Improving power and robustness
The opening challenge certainly seems like a stretch on the surface: it is to not just match human performance in spoken dialog, but to exceed it! At first glance that doesn’t seem possible – don’t humans define what it means to converse naturally? And it certainly seems quite some way away given the current state-of-the-art we’ve been looking at. But the authors make a compelling case for “superhuman” dialog:
This possibility can be appreciated by listening to recordings of people in live conversation (especially yourself) and noting how inefficient and sometimes ineffective they are. While some disfluencies and awkwardnesses can be functional, to convey nuances or adjust the pace for the sake of the interlocutor, many are just regrettable. This is obvious in retrospect, when one can replay the recording to glean every detail of the interlocutors’ behavior and can take the time to think about what should have been said and how, at each point in time.
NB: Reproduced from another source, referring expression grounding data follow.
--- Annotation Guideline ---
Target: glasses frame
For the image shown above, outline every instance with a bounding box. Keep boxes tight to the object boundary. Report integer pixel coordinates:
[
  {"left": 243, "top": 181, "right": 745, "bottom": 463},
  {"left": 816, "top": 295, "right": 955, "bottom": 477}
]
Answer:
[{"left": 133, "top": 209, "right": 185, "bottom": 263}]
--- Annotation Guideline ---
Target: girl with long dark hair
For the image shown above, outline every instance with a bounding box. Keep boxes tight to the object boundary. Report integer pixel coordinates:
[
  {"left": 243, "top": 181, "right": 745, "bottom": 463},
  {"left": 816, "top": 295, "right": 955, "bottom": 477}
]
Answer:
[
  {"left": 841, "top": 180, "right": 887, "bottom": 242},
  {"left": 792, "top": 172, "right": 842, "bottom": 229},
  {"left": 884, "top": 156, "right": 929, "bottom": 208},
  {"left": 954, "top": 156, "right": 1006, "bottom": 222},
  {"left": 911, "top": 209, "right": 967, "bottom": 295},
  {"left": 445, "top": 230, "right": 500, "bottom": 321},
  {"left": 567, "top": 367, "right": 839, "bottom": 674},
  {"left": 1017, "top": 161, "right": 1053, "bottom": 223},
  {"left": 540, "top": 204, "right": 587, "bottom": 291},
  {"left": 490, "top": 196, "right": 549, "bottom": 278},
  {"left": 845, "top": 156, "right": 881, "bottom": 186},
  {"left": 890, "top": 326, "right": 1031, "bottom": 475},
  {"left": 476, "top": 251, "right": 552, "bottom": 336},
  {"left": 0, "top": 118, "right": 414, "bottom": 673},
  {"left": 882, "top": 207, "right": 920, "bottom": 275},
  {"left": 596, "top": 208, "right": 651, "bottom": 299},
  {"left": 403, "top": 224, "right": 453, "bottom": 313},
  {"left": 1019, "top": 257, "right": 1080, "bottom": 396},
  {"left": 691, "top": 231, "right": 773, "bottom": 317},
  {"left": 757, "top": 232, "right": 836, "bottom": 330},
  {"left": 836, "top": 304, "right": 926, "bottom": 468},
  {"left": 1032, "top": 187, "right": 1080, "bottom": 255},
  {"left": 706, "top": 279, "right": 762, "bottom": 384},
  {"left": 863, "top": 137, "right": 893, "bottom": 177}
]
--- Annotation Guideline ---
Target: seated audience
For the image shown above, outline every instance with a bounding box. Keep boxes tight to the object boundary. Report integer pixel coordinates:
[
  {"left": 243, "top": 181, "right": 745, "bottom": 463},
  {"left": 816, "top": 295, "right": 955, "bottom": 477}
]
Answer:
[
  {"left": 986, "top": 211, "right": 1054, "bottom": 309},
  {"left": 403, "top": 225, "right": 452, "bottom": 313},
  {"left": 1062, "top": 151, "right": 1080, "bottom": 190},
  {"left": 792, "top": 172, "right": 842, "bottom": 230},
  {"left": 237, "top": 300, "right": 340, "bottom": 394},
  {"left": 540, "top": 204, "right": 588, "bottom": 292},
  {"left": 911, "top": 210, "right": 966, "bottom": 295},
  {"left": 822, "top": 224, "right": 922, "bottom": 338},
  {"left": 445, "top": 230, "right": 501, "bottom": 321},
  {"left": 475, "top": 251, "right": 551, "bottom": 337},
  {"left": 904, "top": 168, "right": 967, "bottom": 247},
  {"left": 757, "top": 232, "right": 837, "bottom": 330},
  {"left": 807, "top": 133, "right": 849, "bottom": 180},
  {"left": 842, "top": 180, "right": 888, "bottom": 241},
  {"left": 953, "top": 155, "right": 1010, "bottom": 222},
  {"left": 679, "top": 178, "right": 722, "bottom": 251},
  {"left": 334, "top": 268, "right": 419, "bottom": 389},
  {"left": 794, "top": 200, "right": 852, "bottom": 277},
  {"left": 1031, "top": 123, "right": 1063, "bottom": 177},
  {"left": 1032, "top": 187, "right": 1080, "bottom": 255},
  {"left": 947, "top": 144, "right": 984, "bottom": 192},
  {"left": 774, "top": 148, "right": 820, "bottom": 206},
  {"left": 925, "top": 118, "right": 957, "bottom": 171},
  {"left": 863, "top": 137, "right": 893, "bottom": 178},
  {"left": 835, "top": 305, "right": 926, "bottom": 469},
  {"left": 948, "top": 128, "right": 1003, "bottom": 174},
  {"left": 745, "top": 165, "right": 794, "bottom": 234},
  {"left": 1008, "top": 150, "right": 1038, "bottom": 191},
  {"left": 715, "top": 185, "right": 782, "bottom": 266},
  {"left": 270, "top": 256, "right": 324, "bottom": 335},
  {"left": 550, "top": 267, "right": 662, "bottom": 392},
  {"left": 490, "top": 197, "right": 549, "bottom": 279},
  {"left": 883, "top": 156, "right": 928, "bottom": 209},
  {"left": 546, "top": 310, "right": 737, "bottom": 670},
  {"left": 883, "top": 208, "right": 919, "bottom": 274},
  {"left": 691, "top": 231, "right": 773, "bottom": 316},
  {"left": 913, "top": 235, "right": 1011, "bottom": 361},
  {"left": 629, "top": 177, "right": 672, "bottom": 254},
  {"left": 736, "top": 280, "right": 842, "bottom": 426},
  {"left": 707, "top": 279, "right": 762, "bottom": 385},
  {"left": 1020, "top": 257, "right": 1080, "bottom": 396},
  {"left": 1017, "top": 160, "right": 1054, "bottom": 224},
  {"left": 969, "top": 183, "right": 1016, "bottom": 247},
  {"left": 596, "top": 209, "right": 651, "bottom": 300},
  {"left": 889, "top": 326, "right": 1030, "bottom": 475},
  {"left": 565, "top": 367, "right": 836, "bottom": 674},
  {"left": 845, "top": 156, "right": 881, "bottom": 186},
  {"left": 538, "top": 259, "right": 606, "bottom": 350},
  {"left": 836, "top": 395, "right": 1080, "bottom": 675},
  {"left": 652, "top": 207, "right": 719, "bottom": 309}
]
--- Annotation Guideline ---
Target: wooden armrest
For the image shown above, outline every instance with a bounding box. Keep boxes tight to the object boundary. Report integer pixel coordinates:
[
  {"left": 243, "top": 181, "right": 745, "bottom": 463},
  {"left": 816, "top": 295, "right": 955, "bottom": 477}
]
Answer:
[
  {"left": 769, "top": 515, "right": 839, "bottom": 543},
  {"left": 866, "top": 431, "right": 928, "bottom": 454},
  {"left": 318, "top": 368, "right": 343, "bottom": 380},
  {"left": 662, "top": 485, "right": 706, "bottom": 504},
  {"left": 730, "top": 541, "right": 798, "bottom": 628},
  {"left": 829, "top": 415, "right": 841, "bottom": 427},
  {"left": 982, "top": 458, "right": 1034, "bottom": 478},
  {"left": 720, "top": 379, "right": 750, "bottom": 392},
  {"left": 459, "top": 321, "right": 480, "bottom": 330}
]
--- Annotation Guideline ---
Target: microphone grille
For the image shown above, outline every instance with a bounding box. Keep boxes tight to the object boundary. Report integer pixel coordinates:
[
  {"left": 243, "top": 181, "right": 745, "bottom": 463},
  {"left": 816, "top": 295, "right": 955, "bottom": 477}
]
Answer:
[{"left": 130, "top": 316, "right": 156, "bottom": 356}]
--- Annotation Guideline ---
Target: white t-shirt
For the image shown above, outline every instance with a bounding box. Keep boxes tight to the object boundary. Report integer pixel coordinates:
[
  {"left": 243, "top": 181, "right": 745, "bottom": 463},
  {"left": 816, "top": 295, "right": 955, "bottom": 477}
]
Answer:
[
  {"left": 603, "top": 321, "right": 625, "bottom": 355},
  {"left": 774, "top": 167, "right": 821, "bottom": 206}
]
Future dialog systems, not subject to human cognitive limitations, might be able to do this in real time: to sense better, consider more factors, plan dialog steps further ahead, and so on, to attain superhuman charm and produce superhuman dialog.
The second challenge is to layer different personalities or behaviour styles on top of the same basic functionality, and the third challenge is to enrich interaction behaviour. A good example of this is backchanneling (feedback given while someone else is talking “ok”, “yeah”, “uh-huh” and so-on).
Consider for example backchanneling behavior. This is a prototypical interactive behavior, probably the best studied one, and one already used successfully in several systems which backchannel at appropriate times in response to user speech….
In human-human dialog a 2012 study by Ward et al. uncovered 12 different activity types strongly affecting the probability of a back-channel (rambling, expressing sympathy, etc.). This 12 types all had independent manifestations.
In general, there is a lot more going on in human interaction than we are modeling today.
Challenge number four is to “synthesize multifunctional behaviours” – by which the authors mean that instead of making independent decisions about (for example), whether to back-channel, what back-channel word to use, and which prosodic form to use, it may be better to make these decisions jointly and optimize them together.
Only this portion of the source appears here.